Yes, the way you described sounds like it should work too. Are you describing the ‘relational quantum mechanics’ interpretation?
That’s a very natural way to read it, and I can see why it sounds close to Relational Quantum Mechanics.
I do think there’s a strong overlap — especially in rejecting a privileged observer and in treating facts as non-absolute. But the position I’m circling around is not quite RQM as such. It’s more a hesitation about where the explanatory work is being done.
In RQM, facts are still said to come into being through interactions between systems, relative to one another. What I find myself questioning is whether treating interaction itself as the point where facts are generated already assumes a kind of stability that hasn’t yet been accounted for.
The line of thought I’ve been exploring shifts the burden slightly: observation and interaction are treated as fundamentally passive, while the stabilization of facts is located at a deeper structural level — not in “who interacts with whom,” but in the relational constraints that make certain outcomes stable and publicly confirmable at all.
So it’s close to RQM in spirit, but I’d say it’s probing a layer just underneath it, rather than offering an alternative interpretation in the usual sense.
Are you using ChatGTP to generate these responses?
@ageedizzle @Laura
I’m using ChatGPT for computer help and search of book and movie only
I do sometimes use tools to help with phrasing or to think things through more clearly. That said, the questions and positions I’m raising are my own, and I’m here in good faith to explore the ideas together.
I should also mention that I’m Japanese and not fluent in English, so I use ChatGPT to help translate my thoughts into English. Because of that, some phrasing may come across a bit unnatural.

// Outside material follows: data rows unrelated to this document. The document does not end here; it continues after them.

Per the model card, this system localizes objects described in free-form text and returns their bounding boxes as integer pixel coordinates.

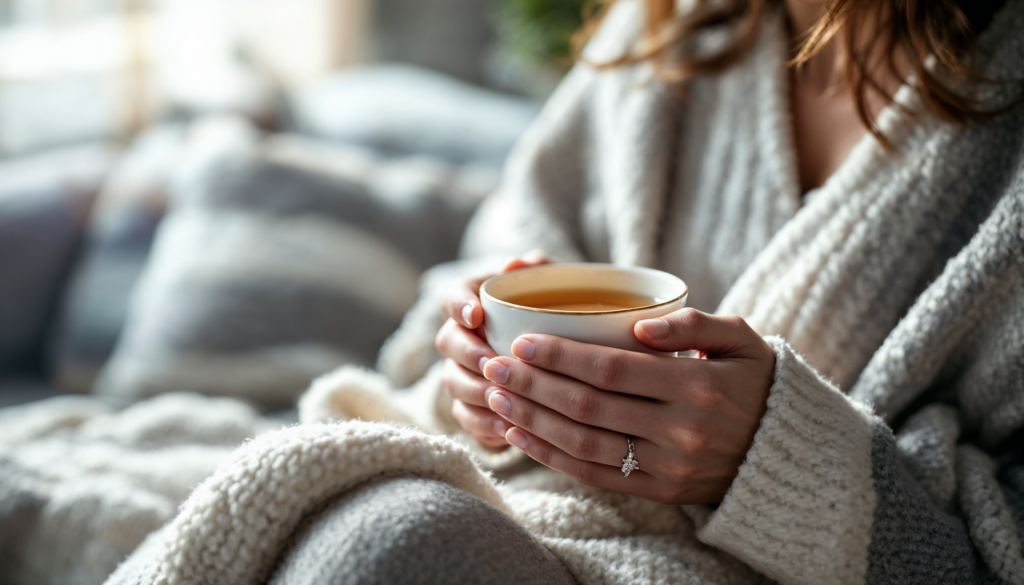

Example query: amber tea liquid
[503,289,659,312]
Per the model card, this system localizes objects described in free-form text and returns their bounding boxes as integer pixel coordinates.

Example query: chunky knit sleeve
[692,336,1024,585]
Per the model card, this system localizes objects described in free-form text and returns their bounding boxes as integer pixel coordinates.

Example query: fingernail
[478,356,491,372]
[483,360,510,384]
[511,338,535,361]
[506,427,528,449]
[638,318,670,340]
[493,418,511,435]
[461,304,474,327]
[488,392,511,415]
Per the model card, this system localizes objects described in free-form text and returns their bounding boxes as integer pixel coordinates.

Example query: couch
[0,64,538,412]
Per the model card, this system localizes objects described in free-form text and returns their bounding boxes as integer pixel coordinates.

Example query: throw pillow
[95,125,494,409]
[49,119,256,393]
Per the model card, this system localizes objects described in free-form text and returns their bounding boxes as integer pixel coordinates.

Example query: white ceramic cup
[479,263,689,358]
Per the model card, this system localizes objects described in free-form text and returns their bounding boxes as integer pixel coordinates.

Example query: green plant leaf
[495,0,594,64]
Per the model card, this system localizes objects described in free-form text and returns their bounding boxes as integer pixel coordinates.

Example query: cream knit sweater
[7,1,1022,584]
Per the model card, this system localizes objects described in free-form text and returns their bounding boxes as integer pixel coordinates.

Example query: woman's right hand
[436,251,550,449]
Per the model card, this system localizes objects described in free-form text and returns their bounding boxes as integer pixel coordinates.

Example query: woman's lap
[268,477,577,585]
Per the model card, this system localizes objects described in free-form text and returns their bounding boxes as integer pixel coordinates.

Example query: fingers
[442,280,485,329]
[634,309,761,358]
[504,428,675,503]
[435,319,496,374]
[441,359,492,407]
[451,400,510,449]
[442,251,551,329]
[442,353,509,449]
[504,335,705,399]
[487,387,665,469]
[482,356,658,436]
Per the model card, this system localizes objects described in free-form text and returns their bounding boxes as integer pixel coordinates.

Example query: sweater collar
[604,8,800,268]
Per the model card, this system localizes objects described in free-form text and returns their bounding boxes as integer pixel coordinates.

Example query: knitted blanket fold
[0,394,279,585]
[104,421,511,585]
[105,368,767,585]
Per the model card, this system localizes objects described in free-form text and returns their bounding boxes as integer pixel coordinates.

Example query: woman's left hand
[481,308,775,505]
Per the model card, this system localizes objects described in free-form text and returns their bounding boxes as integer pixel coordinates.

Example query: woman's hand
[435,251,550,449]
[481,308,775,504]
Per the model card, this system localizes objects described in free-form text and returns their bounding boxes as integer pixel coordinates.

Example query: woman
[423,0,1024,582]
[103,0,1023,582]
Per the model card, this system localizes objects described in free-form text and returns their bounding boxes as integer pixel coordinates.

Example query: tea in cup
[479,264,688,357]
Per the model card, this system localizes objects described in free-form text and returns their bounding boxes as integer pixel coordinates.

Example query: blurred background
[0,0,591,410]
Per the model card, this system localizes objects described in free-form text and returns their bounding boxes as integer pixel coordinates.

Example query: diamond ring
[621,436,640,477]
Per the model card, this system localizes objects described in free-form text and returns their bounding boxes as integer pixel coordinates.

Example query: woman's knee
[269,477,575,585]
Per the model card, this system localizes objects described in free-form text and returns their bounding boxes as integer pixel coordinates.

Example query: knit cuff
[694,336,879,585]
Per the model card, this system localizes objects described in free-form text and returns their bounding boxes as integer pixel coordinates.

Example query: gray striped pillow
[96,123,495,409]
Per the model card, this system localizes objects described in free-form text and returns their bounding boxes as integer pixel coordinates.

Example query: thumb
[634,309,758,358]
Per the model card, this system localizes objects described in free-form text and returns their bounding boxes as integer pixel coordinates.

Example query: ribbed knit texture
[694,337,878,584]
[103,422,512,585]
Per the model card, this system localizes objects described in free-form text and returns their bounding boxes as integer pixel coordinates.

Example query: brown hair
[575,0,1011,146]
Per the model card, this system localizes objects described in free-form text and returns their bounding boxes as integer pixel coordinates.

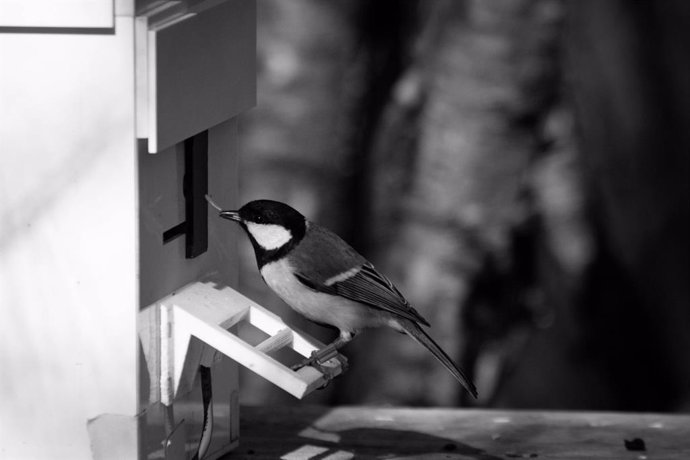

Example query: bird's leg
[292,331,353,372]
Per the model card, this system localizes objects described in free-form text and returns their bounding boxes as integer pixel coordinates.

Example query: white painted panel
[145,0,256,152]
[0,16,136,459]
[0,0,113,29]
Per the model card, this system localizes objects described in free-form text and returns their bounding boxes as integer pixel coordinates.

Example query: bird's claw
[290,355,332,389]
[291,351,348,390]
[291,350,320,371]
[333,353,349,372]
[315,354,349,389]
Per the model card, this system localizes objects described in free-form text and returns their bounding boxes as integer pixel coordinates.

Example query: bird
[213,198,477,398]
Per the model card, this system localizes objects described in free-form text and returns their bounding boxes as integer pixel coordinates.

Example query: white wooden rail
[138,279,346,404]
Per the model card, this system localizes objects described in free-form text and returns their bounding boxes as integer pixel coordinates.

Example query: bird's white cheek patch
[246,222,292,250]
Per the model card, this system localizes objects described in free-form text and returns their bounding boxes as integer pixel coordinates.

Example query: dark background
[234,0,689,412]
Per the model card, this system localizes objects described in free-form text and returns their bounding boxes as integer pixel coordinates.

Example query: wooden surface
[223,406,690,460]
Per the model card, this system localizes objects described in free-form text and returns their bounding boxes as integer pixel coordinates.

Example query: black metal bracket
[162,130,208,259]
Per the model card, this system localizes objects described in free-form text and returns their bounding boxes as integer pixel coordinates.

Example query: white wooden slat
[247,302,324,357]
[171,305,313,399]
[198,280,325,357]
[255,328,294,354]
[166,280,249,325]
[140,280,347,402]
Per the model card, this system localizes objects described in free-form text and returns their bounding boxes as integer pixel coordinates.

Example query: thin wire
[205,194,223,212]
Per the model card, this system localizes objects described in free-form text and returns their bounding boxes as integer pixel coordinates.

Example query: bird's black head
[220,200,307,267]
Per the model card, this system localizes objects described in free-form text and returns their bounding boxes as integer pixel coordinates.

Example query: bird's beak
[219,210,241,222]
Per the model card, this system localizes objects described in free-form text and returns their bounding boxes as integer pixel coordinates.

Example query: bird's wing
[291,223,430,326]
[296,262,430,327]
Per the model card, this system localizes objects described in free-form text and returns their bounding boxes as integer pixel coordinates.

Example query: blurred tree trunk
[236,0,688,411]
[564,0,690,410]
[338,0,564,405]
[490,0,690,411]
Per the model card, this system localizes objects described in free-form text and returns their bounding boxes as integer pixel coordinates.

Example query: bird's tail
[400,320,478,399]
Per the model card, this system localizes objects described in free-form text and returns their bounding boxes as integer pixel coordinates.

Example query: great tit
[216,198,477,398]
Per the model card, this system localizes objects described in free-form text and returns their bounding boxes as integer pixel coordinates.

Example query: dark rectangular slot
[183,130,209,258]
[162,221,187,244]
[161,130,209,259]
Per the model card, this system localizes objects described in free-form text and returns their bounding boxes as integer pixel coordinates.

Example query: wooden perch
[139,279,347,404]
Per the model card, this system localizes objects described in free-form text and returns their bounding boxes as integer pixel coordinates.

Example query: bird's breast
[260,258,387,333]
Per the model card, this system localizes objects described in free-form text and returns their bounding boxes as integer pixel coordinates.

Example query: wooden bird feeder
[134,280,345,460]
[0,1,345,458]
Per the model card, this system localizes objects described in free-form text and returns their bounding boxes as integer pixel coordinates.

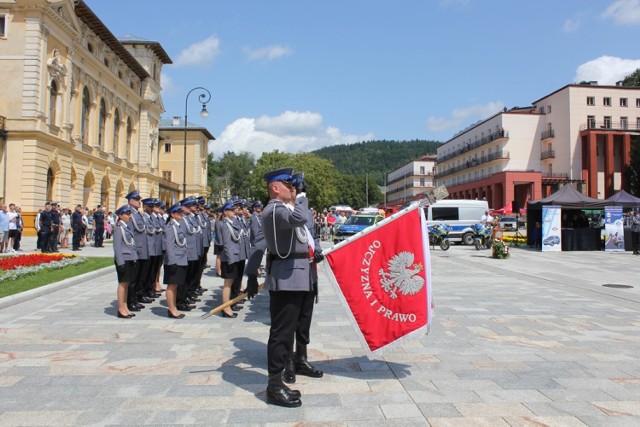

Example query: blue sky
[85,0,640,159]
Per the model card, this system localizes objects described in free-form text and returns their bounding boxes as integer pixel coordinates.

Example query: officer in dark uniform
[283,172,324,384]
[48,202,61,252]
[71,204,83,251]
[260,167,313,408]
[125,190,150,312]
[39,202,53,252]
[93,205,106,247]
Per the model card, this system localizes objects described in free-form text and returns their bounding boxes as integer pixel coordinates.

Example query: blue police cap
[141,198,156,206]
[159,201,166,209]
[115,205,132,216]
[291,172,304,185]
[167,203,183,214]
[196,196,206,204]
[263,167,294,183]
[204,204,211,210]
[125,190,141,200]
[180,196,197,207]
[251,200,263,209]
[222,201,237,211]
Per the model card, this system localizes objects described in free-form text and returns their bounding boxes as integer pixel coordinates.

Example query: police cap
[263,167,294,183]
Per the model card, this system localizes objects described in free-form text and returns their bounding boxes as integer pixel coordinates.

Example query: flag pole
[323,200,429,257]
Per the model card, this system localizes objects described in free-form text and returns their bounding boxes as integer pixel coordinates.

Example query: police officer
[164,203,188,319]
[48,202,61,252]
[283,172,324,384]
[113,205,138,319]
[141,198,161,300]
[71,204,83,251]
[218,200,245,318]
[185,197,204,301]
[177,197,200,311]
[152,200,166,293]
[244,200,265,300]
[125,190,150,312]
[261,167,312,408]
[230,199,250,302]
[93,205,106,248]
[39,202,53,252]
[195,196,210,293]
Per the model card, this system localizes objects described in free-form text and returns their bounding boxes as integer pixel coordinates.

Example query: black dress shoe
[231,305,242,312]
[135,303,145,309]
[139,296,153,304]
[221,311,238,318]
[176,304,192,311]
[168,311,185,319]
[127,304,141,312]
[117,312,134,318]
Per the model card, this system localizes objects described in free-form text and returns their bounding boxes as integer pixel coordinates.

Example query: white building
[386,155,436,204]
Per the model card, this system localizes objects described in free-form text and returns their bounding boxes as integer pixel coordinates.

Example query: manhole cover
[602,284,634,289]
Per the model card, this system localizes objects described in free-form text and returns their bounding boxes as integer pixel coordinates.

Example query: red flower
[0,254,66,271]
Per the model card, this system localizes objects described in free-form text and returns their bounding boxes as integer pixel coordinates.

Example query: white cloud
[244,44,292,61]
[574,56,640,84]
[426,101,505,133]
[210,111,374,159]
[603,0,640,25]
[160,72,177,96]
[174,36,221,68]
[563,17,582,32]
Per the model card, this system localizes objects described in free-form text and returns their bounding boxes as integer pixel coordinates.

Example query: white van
[423,199,489,245]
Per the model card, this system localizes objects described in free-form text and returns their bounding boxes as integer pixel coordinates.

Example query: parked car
[543,235,560,246]
[333,214,384,244]
[498,216,518,230]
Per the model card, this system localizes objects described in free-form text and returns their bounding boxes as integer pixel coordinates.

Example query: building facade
[435,84,640,209]
[0,0,196,234]
[159,117,214,204]
[385,155,436,205]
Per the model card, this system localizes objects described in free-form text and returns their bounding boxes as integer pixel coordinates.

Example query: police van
[423,199,489,245]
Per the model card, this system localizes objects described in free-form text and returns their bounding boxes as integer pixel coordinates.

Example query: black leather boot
[295,344,323,378]
[283,354,296,384]
[266,371,301,407]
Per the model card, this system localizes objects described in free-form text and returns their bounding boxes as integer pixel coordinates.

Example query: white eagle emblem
[378,251,425,299]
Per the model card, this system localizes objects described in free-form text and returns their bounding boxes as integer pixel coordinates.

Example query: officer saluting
[260,167,313,408]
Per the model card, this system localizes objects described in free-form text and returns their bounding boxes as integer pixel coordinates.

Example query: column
[587,133,598,198]
[604,133,614,198]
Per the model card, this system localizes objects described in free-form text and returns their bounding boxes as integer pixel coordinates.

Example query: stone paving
[1,239,640,426]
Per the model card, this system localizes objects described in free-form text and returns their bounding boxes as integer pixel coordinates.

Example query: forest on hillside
[312,139,441,186]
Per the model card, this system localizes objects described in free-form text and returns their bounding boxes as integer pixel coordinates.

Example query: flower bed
[0,253,87,283]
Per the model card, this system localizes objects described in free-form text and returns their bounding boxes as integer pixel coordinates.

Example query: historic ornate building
[0,0,173,232]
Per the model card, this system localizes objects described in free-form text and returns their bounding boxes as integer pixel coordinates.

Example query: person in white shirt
[480,210,494,225]
[7,203,18,253]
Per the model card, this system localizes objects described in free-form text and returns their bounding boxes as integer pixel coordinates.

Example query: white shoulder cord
[183,216,197,235]
[225,218,241,242]
[143,212,155,235]
[272,202,295,259]
[120,223,136,248]
[171,219,187,248]
[130,209,145,233]
[197,213,207,228]
[189,214,202,234]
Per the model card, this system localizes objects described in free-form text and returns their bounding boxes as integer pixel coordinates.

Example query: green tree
[622,69,640,86]
[207,151,255,204]
[624,135,640,196]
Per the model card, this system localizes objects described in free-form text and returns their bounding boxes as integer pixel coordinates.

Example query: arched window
[81,87,90,144]
[98,98,106,148]
[49,80,58,126]
[126,118,132,160]
[113,109,120,157]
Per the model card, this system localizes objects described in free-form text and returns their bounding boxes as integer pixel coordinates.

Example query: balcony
[435,151,510,179]
[541,129,555,140]
[437,130,509,163]
[541,150,555,160]
[580,121,640,132]
[159,177,180,191]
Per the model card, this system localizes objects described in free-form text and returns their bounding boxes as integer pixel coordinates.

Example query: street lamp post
[183,87,211,199]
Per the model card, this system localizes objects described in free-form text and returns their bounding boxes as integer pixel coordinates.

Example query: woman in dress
[164,203,188,319]
[113,205,138,318]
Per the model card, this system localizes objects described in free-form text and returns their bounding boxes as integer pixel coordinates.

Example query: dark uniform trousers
[295,264,318,346]
[39,230,50,252]
[230,260,246,298]
[195,248,208,288]
[47,227,59,252]
[135,258,152,298]
[94,226,104,247]
[268,290,314,375]
[72,226,82,250]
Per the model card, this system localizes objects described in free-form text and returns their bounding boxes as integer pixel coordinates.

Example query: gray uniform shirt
[142,211,160,257]
[180,216,200,262]
[245,211,266,276]
[113,222,138,266]
[164,219,188,266]
[219,216,245,264]
[127,206,149,260]
[262,196,311,292]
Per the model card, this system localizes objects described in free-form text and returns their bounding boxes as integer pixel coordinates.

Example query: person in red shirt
[326,213,336,240]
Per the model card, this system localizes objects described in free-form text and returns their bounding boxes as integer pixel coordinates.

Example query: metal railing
[435,151,510,179]
[437,130,509,163]
[541,129,555,140]
[580,121,640,132]
[541,150,555,160]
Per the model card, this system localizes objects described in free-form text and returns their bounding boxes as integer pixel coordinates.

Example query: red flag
[325,206,432,354]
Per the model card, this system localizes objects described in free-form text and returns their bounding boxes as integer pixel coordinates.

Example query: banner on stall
[604,206,624,252]
[542,205,562,252]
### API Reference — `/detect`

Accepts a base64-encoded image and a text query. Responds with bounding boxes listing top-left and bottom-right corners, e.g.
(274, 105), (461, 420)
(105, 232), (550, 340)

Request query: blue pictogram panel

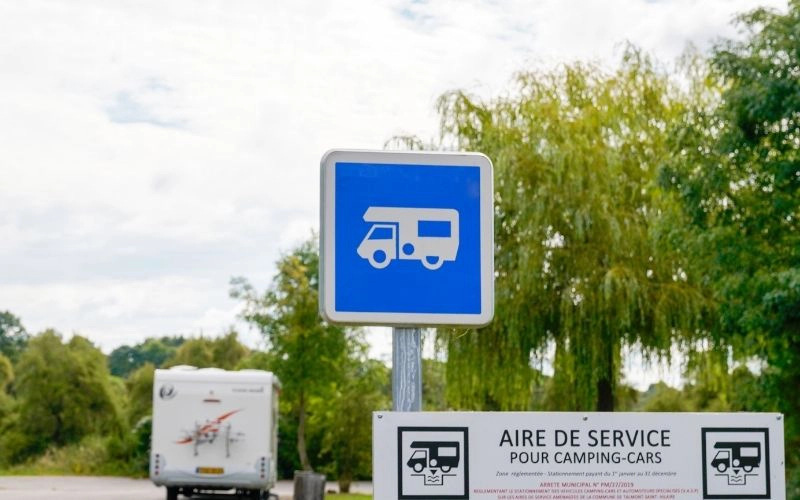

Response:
(334, 162), (481, 315)
(320, 150), (493, 326)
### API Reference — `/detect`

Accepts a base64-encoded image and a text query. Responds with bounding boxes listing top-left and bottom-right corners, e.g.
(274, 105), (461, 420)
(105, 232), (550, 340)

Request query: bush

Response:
(7, 435), (111, 475)
(107, 416), (152, 476)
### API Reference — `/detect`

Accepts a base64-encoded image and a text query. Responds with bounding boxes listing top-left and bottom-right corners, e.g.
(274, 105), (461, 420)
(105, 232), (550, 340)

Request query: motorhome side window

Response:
(418, 220), (452, 237)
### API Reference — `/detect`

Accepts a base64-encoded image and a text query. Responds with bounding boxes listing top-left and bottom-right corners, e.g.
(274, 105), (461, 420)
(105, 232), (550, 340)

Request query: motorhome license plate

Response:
(196, 466), (224, 474)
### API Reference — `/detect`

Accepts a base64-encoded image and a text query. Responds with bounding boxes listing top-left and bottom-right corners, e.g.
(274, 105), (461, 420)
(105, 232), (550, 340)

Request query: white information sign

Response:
(373, 411), (786, 500)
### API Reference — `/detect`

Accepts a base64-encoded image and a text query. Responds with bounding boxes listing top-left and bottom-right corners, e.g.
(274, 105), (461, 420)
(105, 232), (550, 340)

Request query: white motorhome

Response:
(357, 206), (460, 270)
(150, 367), (280, 500)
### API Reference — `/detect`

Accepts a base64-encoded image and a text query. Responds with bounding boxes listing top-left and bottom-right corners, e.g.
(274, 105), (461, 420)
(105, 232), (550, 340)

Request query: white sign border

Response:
(320, 149), (494, 326)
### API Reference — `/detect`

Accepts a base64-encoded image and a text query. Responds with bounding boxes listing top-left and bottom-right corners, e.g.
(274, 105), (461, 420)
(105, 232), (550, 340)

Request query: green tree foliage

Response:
(272, 399), (306, 479)
(637, 382), (691, 412)
(435, 50), (710, 411)
(231, 236), (351, 471)
(108, 336), (185, 378)
(0, 354), (13, 391)
(10, 331), (123, 459)
(210, 330), (251, 369)
(164, 331), (248, 369)
(727, 366), (778, 413)
(106, 416), (152, 476)
(126, 363), (155, 425)
(0, 353), (16, 466)
(167, 337), (214, 367)
(0, 311), (29, 362)
(422, 359), (448, 411)
(235, 351), (273, 371)
(680, 348), (732, 411)
(660, 2), (800, 486)
(316, 356), (390, 492)
(613, 383), (640, 411)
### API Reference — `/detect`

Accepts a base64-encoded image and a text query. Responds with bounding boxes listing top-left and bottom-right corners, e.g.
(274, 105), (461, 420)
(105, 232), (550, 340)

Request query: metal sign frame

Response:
(319, 149), (494, 326)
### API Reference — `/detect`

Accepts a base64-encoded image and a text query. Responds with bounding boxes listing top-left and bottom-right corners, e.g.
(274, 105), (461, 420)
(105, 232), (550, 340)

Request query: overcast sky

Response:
(0, 0), (787, 384)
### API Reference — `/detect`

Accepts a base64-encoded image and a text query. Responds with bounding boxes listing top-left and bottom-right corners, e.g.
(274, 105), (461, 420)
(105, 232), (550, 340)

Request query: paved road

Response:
(0, 477), (372, 499)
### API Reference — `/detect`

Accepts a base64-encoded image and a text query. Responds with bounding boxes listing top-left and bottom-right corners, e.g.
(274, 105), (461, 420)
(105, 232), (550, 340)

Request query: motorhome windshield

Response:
(368, 226), (394, 239)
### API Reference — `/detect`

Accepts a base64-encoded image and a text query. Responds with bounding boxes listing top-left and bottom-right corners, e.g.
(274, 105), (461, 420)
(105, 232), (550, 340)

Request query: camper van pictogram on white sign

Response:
(357, 207), (459, 270)
(398, 426), (468, 499)
(702, 428), (770, 499)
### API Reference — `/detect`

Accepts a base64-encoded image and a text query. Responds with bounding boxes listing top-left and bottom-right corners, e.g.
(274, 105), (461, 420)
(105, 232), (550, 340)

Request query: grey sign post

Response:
(319, 150), (494, 413)
(392, 327), (422, 411)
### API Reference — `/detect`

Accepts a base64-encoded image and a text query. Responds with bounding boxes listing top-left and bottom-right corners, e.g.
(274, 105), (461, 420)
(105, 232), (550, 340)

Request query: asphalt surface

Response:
(0, 477), (373, 499)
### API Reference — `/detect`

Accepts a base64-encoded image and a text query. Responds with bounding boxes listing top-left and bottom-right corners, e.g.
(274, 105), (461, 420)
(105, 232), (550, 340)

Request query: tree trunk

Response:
(596, 338), (616, 412)
(297, 391), (312, 471)
(596, 376), (614, 412)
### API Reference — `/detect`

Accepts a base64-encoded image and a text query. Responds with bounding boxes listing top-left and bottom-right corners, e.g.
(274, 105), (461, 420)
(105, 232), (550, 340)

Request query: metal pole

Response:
(392, 327), (422, 411)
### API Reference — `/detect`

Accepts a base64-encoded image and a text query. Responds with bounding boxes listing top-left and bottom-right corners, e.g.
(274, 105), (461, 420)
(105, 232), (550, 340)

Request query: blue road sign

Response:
(320, 150), (494, 326)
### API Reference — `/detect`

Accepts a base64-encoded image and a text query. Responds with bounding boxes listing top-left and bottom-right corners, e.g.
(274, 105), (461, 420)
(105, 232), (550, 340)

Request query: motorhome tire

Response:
(166, 486), (178, 500)
(369, 250), (391, 269)
(421, 256), (443, 270)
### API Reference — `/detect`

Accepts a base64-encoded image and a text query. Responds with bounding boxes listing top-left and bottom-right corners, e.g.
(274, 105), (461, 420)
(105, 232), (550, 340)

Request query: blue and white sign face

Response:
(320, 150), (494, 326)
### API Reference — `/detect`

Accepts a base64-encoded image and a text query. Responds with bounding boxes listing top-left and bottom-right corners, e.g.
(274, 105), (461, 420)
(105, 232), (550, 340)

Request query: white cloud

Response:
(0, 276), (228, 349)
(0, 0), (787, 355)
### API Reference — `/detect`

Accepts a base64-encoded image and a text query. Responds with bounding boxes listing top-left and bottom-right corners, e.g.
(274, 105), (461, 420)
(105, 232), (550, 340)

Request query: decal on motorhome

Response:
(176, 409), (242, 444)
(176, 409), (245, 457)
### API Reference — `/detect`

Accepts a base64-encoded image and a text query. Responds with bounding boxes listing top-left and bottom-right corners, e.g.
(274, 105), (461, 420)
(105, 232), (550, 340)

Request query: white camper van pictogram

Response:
(357, 207), (460, 270)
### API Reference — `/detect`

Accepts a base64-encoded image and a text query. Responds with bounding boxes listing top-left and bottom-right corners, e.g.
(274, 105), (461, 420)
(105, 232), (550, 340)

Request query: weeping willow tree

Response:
(435, 49), (712, 411)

Okay I didn’t consider the possibility you were using it for translation, my bad. I’m not sure if I really understand what you’re saying though because it sounds really vague and noncommittal in a very AI-specific sort of way. Could you try explaining it without using the chatbot for anything other than translation? Even if its not perfect thats okay, I can always ask you follow up questions to try and understand better 🙂
I should clarify something important. The paper I’m drawing from introduces a different definition of “observer,” and it does not equate subjectivity with human consciousness. In that framework, “subjectivity” refers to a structural condition underlying fact formation, not to a mental state.
It also distinguishes between relative and absolute levels of subjectivity, but this is not about minds influencing physics. It’s a claim about the structural preconditions for facts to exist at all.
I see. Thanks for clarifying that. Could you send me a link to the paper?
The author is Satoru Watanabe. Six related papers are available on ResearchGate.
Here is the overview paper (abstract): https://www.researchgate.net/publication/399959169_Detection_of_the_Generated_Observer_Subjectivity_O3_under_Five_Energy_Star_Structural_Resonance
The first paper focuses on quantum-computer-based experiments, but the second paper develops the theoretical foundation more explicitly: https://www.researchgate.net/publication/398259486_Empirical_Subjectivity_Intersection_Observer-Quantum_Coherence_Beyond_Existing_Theories_Unifying_Relativity_Quantum_Mechanics_and_Cosmology
If you’re interested in the theoretical framework I mentioned, the second paper lays it out more directly.